Manual Resistance Rules

1). Each athlete must know and understand the rules.

2). The Lifter begins each exercise with the goal of 6-8 reps. This requires pacing, in other words, the first repetition is not an all out effort. The effort must be increasing for every subsequent repetition.

2a). The Spotter should allow the lifter to perform each repetition at the same pace or speed of movement. This will require different amounts of pressure by the spotter during the rep (because of leverage). The lifter will feel as though the resistance is similar at all joint angles (the resistance will feel smooth).

3). The lowering phase of every repetition should be slower than the raising phase. A guide in learning manual resistance is raise the involved limbs up in 1-2 seconds or at a 1-2 count and lower them in 4-5 seconds or at a 4 or 5 count.

3a). The Spotter must make sure that they feel more force by the lifter during the lowering phase of each repetition.

4). The Lifter should continually contract their target musculature during the raising phase and the lowering phase of every repetition.

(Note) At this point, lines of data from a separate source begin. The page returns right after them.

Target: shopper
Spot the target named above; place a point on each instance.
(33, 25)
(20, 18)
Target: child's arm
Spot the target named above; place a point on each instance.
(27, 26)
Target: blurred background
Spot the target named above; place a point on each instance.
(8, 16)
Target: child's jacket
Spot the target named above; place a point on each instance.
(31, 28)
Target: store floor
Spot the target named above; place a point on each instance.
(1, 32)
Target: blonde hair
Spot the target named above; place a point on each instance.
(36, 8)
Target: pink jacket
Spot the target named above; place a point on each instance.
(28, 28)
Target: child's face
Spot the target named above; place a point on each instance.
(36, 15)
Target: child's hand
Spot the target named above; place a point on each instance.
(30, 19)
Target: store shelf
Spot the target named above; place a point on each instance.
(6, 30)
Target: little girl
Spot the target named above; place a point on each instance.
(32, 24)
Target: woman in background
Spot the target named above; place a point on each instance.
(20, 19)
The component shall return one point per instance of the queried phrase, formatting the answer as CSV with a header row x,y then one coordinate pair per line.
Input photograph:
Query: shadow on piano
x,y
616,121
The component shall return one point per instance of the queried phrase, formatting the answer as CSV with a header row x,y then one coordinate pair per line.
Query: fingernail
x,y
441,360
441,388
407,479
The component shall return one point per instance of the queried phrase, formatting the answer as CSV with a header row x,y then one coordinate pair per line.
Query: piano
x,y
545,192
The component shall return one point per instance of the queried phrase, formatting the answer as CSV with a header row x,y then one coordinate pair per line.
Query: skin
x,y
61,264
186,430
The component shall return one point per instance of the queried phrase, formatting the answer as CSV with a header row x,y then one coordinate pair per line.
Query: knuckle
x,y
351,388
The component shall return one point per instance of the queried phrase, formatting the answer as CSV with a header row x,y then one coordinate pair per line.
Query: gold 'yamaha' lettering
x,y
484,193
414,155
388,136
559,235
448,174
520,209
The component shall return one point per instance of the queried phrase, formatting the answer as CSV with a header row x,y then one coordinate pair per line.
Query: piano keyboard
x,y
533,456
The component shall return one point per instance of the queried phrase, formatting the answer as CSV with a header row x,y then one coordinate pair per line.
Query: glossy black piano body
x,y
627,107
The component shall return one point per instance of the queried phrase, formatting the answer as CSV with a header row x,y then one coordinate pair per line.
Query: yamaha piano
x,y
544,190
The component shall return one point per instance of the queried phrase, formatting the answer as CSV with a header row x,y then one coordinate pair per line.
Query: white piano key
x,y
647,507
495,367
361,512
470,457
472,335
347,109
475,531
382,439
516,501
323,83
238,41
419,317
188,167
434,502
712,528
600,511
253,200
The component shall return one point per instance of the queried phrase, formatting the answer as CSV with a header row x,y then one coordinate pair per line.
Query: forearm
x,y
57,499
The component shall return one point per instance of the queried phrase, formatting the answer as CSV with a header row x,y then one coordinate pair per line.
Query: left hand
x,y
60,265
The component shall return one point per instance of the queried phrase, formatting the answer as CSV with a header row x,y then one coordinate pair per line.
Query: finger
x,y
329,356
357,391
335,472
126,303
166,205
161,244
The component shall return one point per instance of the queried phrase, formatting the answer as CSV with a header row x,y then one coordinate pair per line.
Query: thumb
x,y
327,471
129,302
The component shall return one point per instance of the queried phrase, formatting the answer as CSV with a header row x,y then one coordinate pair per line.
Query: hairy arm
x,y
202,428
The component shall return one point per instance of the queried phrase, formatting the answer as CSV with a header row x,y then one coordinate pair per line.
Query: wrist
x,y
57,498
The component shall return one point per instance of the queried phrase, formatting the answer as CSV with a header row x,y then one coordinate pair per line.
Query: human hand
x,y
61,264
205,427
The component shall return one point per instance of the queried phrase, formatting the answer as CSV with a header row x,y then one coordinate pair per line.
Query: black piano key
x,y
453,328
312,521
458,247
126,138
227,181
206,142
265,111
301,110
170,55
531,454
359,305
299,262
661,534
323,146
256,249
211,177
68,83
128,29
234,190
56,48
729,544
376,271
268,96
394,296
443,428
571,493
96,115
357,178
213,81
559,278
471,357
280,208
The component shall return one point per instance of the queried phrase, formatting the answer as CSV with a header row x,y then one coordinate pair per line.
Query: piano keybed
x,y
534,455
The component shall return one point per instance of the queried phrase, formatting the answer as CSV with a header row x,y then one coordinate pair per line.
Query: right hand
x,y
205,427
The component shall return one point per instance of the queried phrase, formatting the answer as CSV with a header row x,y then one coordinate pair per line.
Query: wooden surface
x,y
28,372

4a). The Spotter must give feedback to the lifter to ensure there is always a constant contraction on every repetition performed. The spotter should identify any relaxation or loss of force by the lifter during the movement.

5). The Lifter should pause with pressure against the spotter's resistance at the top of every movement. Pausing with pressure and no relaxation is extremely difficult.

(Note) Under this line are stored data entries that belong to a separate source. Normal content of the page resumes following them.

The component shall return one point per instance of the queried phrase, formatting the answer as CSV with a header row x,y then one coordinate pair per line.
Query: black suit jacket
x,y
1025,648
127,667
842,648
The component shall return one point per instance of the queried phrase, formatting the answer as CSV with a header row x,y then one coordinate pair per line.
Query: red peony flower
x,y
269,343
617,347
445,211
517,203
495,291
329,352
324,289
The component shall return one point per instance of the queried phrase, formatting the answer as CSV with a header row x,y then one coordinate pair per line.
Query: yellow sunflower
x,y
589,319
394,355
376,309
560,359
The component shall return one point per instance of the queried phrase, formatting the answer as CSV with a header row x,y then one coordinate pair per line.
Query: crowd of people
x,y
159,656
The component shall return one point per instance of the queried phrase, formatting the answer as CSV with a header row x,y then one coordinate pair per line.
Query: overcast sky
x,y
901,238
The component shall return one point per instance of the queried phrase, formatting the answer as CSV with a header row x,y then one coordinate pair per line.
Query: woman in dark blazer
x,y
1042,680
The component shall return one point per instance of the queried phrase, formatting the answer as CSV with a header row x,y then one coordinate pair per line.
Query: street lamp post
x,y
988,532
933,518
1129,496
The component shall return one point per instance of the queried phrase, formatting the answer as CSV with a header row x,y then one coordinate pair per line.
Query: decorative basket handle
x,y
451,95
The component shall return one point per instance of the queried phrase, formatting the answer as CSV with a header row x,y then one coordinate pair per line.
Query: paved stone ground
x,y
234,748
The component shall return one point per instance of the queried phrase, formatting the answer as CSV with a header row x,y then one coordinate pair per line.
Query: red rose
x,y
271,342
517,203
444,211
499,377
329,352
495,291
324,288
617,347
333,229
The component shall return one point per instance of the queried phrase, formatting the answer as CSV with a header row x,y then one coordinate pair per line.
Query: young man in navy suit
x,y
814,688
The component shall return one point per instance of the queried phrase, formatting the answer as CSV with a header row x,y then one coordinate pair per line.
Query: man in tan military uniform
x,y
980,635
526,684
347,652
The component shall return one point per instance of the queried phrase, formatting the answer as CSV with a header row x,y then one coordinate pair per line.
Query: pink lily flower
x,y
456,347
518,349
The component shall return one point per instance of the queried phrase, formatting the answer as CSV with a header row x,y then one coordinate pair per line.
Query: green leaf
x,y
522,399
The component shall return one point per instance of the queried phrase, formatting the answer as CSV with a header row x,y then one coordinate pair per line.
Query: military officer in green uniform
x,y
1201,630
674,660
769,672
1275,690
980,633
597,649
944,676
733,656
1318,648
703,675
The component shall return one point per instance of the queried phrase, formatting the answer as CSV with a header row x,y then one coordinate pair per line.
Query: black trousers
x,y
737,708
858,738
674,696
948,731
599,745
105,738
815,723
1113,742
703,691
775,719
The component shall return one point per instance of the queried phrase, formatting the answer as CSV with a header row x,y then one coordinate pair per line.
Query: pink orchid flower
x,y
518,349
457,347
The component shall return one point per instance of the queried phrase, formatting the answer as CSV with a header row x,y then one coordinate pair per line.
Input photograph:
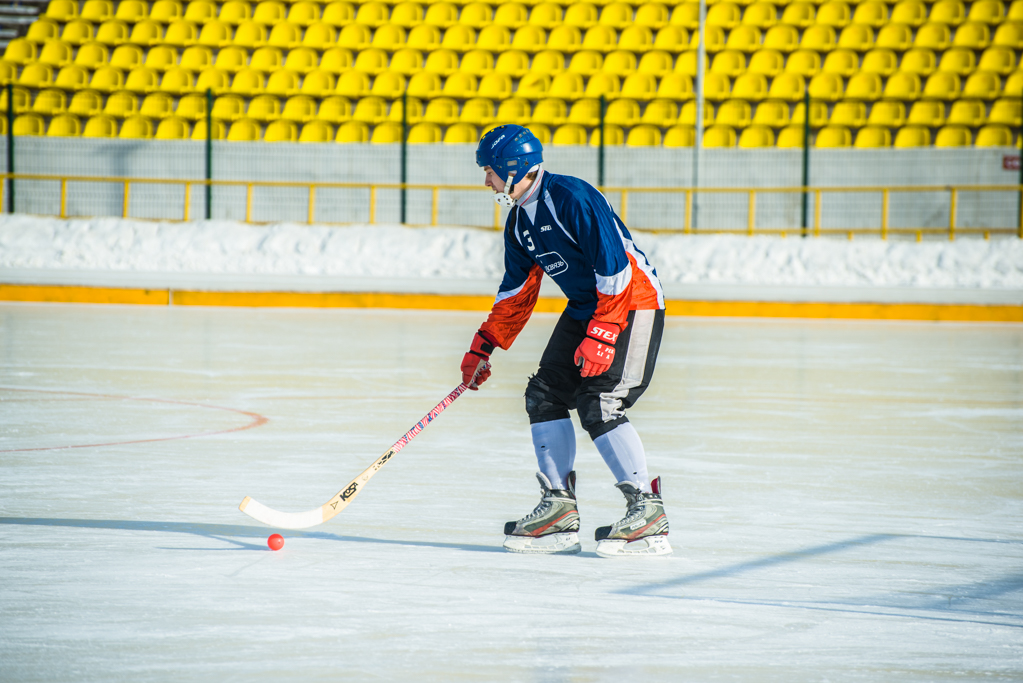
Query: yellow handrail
x,y
623,192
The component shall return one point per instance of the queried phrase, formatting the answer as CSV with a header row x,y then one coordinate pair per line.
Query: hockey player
x,y
601,356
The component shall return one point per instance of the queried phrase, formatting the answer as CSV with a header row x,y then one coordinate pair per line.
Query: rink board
x,y
740,309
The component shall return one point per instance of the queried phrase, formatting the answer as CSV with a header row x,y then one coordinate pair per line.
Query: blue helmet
x,y
509,149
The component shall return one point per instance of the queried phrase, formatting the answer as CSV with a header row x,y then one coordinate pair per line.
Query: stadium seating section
x,y
913,74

5a). The Spotter should insure the lifter is applying force at the top of the movement. The spotter must feel if the lifter is relaxing. The spotter must ease slowly into the lowering phase of the exercise. Slowly easing into the lowering phase or descent is extremely important.

6). The exercise is completed when the athlete reaches momentary muscular failure.

 

Manual Resistance Lateral Raise 1

Figure 1

The lifter begins the lateral raise with his arms slightly above parallel and no higher or lower.  The lifter is pushing upwards against the spotters hands.  The spotter makes sure there is a constant force and at no time any relaxation by the lifter.

Manual lateral raise

Figure 2

The transition from slightly above parallel to almost parallel is an extremely important part of the exercise. Though it is only several inches the spotter must feel the lifters constant upward drive as he gathers his strength and recruits more muscle fiber.  The spotter must not push down quickly to overcome the lifters strength, but slowly ease into the movement with the appropriate force.

Manual lateral raise2

Figure 3

The lifter and spotter must work together, especially from figure 1- figure 3, once they master this part of the exercise, that is, the lifter always maintaining upward tension in the paused position and during the descent, manual resistance becomes a tremendous exercise.

Momentary Muscular Failure

Figure 4

When a manual lateral raise is properly performed, after 6-8 repetitions the lifter will not be able to raise his arms with the greatest of effort and zero resistance from the spotter.